Nullius


In this Factorio prequel, you're an android terraforming planets and seeding them with life. Replaces all recipes and technology. No life means no coal, oil, wood, biters, or free oxygen, requiring varied renewable energy sources. For reliability, you'll focus on abundant elements from the air, sea, or common minerals such as iron ore, bauxite, sandstone, and calcite. Advanced technology enables asteroid mining of rarer elements.

Overhaul
9 months ago
1.1
33.7K
Environment Mining Fluids Manufacturing Power

g Relief valve in early game

1 year, 1 month ago
(updated 1 year, 1 month ago)

I do not understand how it can be used early game. Pump is mentioned as a reason but the pump will try to fill the tank connected to a relief valve with all fluid, and not just excess that should be wasted. It feels like there is a zero purpose to it as the relief valve could be connected directly to the system via normal pipes to achieve the same result.

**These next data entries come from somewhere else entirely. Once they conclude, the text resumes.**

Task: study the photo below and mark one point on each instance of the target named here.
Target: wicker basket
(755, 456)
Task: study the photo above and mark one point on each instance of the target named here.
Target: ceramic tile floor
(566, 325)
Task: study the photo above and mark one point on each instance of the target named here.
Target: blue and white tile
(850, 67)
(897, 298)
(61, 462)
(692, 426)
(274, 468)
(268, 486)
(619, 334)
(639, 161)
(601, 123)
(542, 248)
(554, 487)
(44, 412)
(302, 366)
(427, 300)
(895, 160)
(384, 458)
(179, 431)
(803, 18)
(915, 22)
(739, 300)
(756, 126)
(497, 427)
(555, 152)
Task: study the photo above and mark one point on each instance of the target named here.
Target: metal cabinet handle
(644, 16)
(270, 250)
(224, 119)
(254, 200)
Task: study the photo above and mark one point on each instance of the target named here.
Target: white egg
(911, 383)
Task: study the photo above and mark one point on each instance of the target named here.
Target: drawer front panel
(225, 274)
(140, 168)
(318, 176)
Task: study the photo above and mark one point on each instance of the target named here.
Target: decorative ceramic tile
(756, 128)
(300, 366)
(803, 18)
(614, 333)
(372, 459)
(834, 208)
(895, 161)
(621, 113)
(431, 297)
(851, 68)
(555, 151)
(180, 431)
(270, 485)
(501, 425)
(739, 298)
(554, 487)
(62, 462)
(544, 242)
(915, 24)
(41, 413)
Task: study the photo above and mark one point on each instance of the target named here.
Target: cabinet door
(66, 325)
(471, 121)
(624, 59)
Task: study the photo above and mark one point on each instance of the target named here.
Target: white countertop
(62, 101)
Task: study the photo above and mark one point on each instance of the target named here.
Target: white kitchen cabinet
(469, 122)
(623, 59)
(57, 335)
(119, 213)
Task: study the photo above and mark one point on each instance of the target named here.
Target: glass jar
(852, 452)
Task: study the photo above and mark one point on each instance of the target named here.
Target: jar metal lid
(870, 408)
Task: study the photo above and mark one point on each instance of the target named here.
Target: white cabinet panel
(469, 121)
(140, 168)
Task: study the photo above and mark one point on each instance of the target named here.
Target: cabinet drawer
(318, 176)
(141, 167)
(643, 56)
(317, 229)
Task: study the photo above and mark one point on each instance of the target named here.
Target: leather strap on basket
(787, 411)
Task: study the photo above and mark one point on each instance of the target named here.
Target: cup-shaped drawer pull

Maybe if I had another tank infront of the pump and controlled the pump via circuits. But then I still would not need the relief valve and could just use the pump controlled by circuit network.

Unless the only way is separating production system which would pump into a tank, this tank would connect to a consumption system and also have a relief valve. I find it quite weird and use circuit network instead.

1 year, 1 month ago

You can accomplish almost any basic need with just valves, not circuits. Valves are meant to be used with tanks, not pipes. Tanks should be filled using pumps. Your inputs to the tank should be using 1 pipe and your outputs using another. If you're trying to do everything with a single pipe it's not going to work. You need pumps to keep acceptable flow rates over any sort of distance, and that means one way pipes. People can get away with some bad practices in vanilla since there are so few fluids, but a lot of this is pretty basic fluid management across any mod that makes significant use of fluids.

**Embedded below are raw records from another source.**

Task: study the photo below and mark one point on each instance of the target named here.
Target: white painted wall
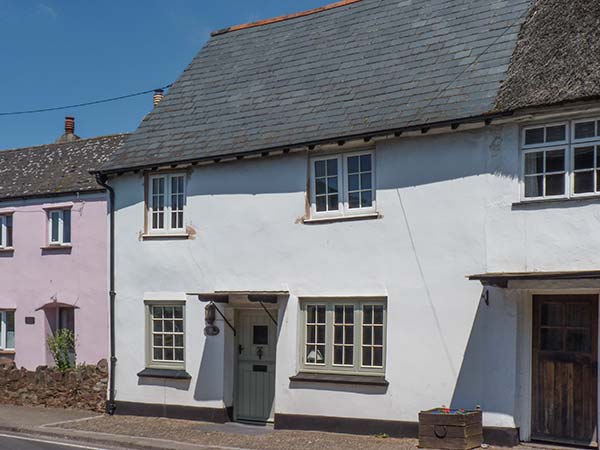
(446, 202)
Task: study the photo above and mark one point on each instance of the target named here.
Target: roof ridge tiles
(78, 141)
(277, 19)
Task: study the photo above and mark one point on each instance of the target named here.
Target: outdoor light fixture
(210, 315)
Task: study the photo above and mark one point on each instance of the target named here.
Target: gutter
(341, 140)
(110, 404)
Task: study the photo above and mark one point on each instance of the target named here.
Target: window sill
(350, 218)
(151, 236)
(172, 374)
(362, 380)
(552, 201)
(57, 247)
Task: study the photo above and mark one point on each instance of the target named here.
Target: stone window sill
(150, 236)
(172, 374)
(318, 220)
(57, 247)
(362, 380)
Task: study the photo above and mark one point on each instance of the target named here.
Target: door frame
(237, 312)
(524, 390)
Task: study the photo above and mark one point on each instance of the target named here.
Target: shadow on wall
(487, 376)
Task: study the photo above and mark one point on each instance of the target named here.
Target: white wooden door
(255, 381)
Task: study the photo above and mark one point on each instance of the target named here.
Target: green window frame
(165, 334)
(343, 335)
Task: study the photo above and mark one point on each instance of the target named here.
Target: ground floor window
(166, 335)
(7, 330)
(346, 335)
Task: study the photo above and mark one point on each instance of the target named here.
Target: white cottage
(339, 218)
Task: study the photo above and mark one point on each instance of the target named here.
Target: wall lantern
(210, 315)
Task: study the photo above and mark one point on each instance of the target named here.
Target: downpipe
(111, 404)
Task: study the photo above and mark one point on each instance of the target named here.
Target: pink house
(53, 248)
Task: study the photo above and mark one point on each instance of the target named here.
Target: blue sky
(61, 52)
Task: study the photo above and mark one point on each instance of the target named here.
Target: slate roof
(367, 66)
(557, 58)
(53, 169)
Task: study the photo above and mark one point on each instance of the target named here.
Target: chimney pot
(69, 125)
(158, 96)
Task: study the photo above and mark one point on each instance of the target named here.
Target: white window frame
(570, 145)
(566, 172)
(4, 231)
(3, 330)
(61, 229)
(168, 208)
(545, 126)
(163, 364)
(344, 209)
(357, 367)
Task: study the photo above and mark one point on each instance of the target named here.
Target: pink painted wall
(31, 276)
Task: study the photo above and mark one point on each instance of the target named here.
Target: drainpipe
(110, 405)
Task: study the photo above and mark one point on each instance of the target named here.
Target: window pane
(353, 164)
(585, 130)
(555, 184)
(552, 314)
(534, 186)
(332, 167)
(67, 226)
(555, 161)
(534, 136)
(578, 341)
(9, 229)
(555, 133)
(534, 163)
(366, 199)
(321, 203)
(551, 339)
(353, 183)
(333, 202)
(10, 329)
(320, 169)
(584, 182)
(54, 218)
(365, 163)
(584, 158)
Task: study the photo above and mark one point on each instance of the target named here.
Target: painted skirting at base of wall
(218, 415)
(491, 435)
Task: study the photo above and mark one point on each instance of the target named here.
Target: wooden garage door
(565, 368)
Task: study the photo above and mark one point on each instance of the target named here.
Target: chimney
(158, 96)
(69, 135)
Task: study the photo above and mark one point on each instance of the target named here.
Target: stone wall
(80, 388)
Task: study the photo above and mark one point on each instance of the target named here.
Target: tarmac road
(12, 442)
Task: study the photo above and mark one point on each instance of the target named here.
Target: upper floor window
(59, 227)
(342, 184)
(166, 202)
(561, 160)
(344, 335)
(6, 231)
(7, 330)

The main role of a topup valve is to fill a tank from a source that intentionally produces a product which can also be produced as a byproduct. The byproduct source fills the tank with just a pump and no topup valve. The main product source fills it with a pump into a topup valve into a tank. That way the byproduct source is used preferentially, and you only spend resources producing that fluid if the byproduct isn't enough. The relief valve has a higher threshold than the topup valve, so that way you're never manufacturing a fluid just to vent it, but you will vent excess byproduct.

The role of the auxiliary valve is when you have more than one type of output and want to prioritize one of them over the other. It can also be used as a makeshift relief valve for people trying to do what you're trying to do, attach a relief valve directly to a low pressure pipe. But that's not the intended purpose in a mid to late game system requiring higher fluid throughput than you can achieve with a two-way pump-less system.

7 months ago

The valves are a nice idea, however with the relief valve specifically I find it a little bit annoying that the threshold is larger than the early game pipes. That means both the valve and the pump have to be directly connected to the tank, because any pipe segment in between will drop the pressure too much. The combination is quite rigid and unwieldy, which makes me prefer circuits for this task. I wonder if there's a way to allow at least a single pipe segment between the components for increased flexibility without promoting bad practices?